6% net margin versus 4. 1% for CPI Aerostructures, Inc. — meaning it keeps 7. 6% of every revenue dollar as bottom-line profit. Operating margin tells a similar story: RTX leads at 10. 0% versus 8. 3% for CVU. At the gross margin level — before operating expenses — CVU leads at 21. 3%, reflecting greater pricing power or product mix advantage. Stronger margins indicate durable pricing power, lower cost of revenue, or higher mix of software/services. They are one of the clearest signs of business quality.
07Which pays a better dividend — CVU or RTX?
In this comparison, RTX (1.
5% yield) pays a dividend. CVU does not pay a meaningful dividend and should not be held primarily for income.
08Is CVU or RTX better for a retirement portfolio?
For long-horizon retirement investors, RTX Corporation (RTX) is the stronger choice — it scores higher on the combination of lower volatility, dividend reliability, and long-term compounding (low volatility (β 0.
51), 1. 5% yield, +231. 2% 10Y return). Both have compounded well over 10 years (RTX: +231. 2%, CVU: -43. 5%), confirming both are viable long-term holds — but the lower-volatility option typically results in less emotional selling during corrections. Retirement portfolios generally favour predictability over maximum returns. Consult a financial advisor before making allocation decisions.
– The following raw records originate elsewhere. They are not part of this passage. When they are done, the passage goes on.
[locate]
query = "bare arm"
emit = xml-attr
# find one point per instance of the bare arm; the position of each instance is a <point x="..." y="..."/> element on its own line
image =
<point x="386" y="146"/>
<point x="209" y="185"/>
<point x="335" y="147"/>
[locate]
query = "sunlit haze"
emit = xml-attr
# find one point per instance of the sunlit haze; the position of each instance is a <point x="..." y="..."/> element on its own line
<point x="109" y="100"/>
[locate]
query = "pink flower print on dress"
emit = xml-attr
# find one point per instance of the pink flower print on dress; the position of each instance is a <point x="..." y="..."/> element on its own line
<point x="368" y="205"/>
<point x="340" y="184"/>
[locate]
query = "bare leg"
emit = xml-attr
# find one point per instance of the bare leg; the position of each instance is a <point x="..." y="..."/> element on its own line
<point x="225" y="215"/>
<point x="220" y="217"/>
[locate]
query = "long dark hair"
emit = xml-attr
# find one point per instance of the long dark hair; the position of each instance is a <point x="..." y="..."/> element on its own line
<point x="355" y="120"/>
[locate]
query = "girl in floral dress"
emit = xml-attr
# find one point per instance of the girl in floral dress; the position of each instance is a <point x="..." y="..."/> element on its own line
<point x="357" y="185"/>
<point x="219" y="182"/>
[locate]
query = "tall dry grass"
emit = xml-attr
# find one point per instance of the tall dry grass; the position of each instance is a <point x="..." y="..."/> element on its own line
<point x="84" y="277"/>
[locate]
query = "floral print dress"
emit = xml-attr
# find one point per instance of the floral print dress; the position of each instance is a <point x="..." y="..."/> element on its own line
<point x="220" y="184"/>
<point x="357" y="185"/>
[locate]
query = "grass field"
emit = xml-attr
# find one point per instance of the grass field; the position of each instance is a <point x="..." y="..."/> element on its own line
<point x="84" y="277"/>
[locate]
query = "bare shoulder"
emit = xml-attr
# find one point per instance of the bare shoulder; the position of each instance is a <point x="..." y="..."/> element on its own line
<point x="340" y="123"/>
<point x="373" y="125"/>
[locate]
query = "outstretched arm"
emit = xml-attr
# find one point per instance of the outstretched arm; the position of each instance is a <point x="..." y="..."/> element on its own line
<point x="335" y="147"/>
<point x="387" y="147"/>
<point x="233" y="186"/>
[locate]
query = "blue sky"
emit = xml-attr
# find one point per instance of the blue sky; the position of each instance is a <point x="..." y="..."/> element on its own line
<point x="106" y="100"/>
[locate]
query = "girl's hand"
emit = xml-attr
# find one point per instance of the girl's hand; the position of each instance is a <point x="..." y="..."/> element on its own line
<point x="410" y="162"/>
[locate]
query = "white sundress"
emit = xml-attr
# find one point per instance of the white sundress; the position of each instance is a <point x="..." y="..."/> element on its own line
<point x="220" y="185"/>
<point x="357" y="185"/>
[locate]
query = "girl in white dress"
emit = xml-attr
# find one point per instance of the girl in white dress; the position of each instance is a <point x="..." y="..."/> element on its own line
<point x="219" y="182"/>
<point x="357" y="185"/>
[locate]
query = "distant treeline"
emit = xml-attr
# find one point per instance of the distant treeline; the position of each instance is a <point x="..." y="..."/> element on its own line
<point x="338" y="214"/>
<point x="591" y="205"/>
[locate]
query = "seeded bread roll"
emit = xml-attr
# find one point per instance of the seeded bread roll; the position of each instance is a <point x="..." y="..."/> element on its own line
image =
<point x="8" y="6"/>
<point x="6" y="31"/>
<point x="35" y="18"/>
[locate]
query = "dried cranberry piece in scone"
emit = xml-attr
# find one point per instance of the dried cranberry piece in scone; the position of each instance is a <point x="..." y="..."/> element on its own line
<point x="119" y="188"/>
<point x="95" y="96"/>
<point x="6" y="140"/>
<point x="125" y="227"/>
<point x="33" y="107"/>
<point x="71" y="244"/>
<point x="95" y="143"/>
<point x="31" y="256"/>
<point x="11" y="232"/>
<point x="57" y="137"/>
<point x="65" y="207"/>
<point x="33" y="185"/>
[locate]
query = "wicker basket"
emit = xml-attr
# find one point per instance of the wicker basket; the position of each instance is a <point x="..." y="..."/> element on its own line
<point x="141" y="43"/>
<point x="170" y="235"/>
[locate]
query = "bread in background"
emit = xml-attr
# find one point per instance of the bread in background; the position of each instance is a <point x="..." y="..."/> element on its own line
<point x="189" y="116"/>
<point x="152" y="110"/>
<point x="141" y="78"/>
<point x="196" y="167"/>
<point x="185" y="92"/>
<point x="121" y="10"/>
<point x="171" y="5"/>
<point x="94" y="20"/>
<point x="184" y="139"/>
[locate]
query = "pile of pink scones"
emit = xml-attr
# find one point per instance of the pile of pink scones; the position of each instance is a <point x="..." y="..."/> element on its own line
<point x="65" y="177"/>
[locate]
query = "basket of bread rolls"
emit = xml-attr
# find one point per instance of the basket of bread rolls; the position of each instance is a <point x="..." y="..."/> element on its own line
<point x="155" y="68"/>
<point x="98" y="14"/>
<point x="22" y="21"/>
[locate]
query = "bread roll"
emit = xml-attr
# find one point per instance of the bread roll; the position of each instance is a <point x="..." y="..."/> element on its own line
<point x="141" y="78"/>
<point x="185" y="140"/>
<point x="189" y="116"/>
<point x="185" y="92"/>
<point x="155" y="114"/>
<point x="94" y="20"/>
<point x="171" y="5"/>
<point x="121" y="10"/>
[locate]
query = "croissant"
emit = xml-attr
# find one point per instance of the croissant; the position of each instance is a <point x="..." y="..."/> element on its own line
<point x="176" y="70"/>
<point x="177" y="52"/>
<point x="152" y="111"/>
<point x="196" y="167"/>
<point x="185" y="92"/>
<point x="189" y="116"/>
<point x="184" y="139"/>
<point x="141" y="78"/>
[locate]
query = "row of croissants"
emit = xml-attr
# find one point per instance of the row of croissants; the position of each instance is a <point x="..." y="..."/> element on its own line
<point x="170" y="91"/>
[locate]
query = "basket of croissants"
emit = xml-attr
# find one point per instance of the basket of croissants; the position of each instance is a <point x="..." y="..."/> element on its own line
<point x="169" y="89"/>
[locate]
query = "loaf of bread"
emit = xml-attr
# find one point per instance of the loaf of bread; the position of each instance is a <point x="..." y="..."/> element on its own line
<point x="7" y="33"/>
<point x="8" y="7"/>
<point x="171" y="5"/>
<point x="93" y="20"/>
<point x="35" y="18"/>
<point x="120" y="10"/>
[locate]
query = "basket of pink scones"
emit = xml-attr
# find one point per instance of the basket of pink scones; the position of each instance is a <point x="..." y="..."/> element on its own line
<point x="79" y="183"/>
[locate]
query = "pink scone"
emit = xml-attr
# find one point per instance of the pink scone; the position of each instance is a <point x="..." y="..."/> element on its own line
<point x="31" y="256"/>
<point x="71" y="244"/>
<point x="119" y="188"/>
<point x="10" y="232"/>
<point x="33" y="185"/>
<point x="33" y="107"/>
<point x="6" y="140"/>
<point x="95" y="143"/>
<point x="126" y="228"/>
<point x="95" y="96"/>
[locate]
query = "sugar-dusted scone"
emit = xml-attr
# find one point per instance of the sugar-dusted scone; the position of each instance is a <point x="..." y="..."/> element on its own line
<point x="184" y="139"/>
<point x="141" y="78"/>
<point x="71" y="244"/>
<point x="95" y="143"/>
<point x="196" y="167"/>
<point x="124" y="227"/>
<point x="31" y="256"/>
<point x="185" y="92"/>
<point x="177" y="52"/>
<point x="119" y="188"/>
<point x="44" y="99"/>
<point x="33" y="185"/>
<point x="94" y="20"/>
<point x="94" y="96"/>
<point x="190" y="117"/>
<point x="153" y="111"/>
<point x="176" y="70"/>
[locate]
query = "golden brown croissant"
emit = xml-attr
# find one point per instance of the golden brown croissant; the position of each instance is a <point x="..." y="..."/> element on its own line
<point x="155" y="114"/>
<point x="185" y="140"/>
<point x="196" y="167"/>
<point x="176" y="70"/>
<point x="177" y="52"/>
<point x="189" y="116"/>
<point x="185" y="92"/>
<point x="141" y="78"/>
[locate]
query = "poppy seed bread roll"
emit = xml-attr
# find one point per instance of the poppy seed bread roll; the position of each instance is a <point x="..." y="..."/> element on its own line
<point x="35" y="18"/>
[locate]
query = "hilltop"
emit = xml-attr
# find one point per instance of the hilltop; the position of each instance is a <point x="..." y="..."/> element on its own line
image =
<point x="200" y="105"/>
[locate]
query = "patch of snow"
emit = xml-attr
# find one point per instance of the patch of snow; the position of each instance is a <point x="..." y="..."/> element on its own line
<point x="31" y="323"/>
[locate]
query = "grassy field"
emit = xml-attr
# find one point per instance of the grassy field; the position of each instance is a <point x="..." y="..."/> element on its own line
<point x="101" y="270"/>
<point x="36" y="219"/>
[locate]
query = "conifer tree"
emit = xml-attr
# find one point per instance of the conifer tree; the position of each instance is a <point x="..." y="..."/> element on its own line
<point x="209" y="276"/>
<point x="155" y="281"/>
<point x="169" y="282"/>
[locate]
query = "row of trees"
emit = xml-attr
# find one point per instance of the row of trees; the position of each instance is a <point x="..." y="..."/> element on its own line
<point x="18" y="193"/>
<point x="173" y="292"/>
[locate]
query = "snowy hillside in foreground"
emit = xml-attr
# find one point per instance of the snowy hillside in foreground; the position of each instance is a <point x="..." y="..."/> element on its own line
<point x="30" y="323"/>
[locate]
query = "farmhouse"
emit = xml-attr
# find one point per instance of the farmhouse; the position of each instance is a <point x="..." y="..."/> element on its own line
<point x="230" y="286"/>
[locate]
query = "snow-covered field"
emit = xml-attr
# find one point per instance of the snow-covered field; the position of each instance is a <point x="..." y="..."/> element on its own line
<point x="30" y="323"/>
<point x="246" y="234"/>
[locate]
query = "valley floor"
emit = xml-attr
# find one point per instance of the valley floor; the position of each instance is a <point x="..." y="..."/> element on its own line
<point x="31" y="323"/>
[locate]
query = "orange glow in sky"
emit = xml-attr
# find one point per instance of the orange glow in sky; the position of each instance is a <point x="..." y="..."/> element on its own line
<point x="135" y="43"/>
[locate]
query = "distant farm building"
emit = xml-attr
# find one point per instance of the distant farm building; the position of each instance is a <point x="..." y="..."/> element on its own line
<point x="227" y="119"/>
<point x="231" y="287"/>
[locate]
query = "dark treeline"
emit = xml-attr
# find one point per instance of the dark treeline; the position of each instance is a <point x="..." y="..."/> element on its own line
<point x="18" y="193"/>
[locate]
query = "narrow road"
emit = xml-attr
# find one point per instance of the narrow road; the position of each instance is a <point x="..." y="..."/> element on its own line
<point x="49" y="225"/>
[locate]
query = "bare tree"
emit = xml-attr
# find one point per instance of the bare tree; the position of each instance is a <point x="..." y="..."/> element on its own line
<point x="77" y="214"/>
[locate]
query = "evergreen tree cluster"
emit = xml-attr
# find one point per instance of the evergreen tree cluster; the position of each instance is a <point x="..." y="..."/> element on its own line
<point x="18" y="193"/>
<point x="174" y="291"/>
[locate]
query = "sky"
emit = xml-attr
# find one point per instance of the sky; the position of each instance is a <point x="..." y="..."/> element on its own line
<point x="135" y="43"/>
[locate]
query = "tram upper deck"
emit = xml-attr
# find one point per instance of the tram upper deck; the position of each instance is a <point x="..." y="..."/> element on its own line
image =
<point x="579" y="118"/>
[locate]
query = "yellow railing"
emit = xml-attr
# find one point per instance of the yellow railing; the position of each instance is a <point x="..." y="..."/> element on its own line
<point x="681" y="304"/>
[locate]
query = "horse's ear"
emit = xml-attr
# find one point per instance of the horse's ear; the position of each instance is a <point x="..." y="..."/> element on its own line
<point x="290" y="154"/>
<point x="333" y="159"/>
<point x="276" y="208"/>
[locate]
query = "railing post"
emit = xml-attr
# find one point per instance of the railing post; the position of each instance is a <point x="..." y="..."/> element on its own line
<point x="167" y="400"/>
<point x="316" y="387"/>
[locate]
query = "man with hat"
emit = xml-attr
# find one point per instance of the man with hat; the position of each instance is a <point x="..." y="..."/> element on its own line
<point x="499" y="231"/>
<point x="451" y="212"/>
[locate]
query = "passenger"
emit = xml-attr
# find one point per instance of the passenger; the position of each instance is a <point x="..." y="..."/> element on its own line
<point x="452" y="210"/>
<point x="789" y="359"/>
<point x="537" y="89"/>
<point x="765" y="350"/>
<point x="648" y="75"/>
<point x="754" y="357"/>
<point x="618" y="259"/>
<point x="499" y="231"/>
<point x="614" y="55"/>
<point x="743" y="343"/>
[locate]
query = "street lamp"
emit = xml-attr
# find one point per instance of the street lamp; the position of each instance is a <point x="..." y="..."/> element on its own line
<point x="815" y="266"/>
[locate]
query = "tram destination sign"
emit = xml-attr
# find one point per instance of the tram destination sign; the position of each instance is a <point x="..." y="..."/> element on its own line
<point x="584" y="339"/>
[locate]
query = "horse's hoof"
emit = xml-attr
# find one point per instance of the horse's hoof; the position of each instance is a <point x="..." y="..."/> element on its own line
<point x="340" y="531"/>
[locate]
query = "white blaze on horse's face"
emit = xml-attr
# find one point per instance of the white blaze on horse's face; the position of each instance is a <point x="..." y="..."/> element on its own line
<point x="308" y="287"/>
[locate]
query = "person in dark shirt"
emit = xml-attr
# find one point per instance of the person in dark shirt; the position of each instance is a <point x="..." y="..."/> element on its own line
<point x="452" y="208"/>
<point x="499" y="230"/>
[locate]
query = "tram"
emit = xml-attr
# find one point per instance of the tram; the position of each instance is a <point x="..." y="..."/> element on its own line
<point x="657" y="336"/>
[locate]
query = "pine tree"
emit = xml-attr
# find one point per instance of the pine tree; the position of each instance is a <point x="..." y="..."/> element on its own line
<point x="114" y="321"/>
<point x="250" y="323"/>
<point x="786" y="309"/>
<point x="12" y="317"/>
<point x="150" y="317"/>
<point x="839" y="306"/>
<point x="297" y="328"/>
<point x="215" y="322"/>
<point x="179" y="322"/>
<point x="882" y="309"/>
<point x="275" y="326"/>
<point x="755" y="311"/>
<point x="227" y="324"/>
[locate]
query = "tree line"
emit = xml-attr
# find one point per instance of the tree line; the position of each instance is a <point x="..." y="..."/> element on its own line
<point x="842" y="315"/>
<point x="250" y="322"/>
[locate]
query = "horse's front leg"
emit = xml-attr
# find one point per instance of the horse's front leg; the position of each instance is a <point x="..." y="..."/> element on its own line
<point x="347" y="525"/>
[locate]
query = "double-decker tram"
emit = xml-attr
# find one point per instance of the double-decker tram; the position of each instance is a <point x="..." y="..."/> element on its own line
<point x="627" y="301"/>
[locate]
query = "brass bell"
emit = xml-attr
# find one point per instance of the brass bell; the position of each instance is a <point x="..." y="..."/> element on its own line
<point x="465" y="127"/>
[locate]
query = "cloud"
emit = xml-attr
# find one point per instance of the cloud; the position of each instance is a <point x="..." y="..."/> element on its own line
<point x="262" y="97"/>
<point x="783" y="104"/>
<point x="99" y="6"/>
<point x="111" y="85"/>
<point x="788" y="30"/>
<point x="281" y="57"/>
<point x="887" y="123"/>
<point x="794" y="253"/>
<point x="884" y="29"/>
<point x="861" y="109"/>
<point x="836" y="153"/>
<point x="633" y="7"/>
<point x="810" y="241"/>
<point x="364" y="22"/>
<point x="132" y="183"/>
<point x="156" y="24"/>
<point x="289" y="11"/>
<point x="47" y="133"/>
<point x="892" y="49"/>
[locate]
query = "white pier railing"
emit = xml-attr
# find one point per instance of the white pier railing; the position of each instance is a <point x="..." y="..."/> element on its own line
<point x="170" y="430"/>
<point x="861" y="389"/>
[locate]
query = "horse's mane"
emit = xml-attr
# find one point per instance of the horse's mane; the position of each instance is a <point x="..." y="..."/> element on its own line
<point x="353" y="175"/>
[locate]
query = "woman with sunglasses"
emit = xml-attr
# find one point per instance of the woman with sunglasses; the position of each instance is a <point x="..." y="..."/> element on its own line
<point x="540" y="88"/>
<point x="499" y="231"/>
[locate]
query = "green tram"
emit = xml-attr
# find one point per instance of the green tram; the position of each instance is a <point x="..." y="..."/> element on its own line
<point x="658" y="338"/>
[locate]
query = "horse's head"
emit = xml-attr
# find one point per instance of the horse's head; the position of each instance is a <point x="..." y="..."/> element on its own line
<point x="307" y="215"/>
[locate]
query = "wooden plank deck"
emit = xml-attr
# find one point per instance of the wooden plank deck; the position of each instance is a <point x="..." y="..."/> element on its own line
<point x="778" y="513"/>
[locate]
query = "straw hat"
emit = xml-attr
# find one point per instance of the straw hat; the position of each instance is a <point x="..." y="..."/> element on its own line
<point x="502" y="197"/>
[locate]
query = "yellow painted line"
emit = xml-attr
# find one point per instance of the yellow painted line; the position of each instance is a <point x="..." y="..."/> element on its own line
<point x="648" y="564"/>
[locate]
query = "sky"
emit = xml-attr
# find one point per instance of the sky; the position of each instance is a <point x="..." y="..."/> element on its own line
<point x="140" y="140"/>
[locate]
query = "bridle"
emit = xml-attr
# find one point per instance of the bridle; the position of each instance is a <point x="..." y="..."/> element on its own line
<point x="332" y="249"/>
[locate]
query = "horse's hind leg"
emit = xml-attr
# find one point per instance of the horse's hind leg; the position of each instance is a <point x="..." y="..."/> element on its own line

09What are the main differences between CVU and RTX?
Both stocks operate in the Industrials sector, making this a peer-level intra-sector comparison — the same macro tailwinds and headwinds will affect both.
In terms of investment character: CVU is a small-cap deep-value stock; RTX is a large-cap quality compounder stock. RTX pays a dividend while CVU does not, making them suitable for different income and tax situations. These fundamental differences mean investors should not choose between them on a single metric — the "better stock" depends entirely on which of these characteristics aligns with your investment strategy.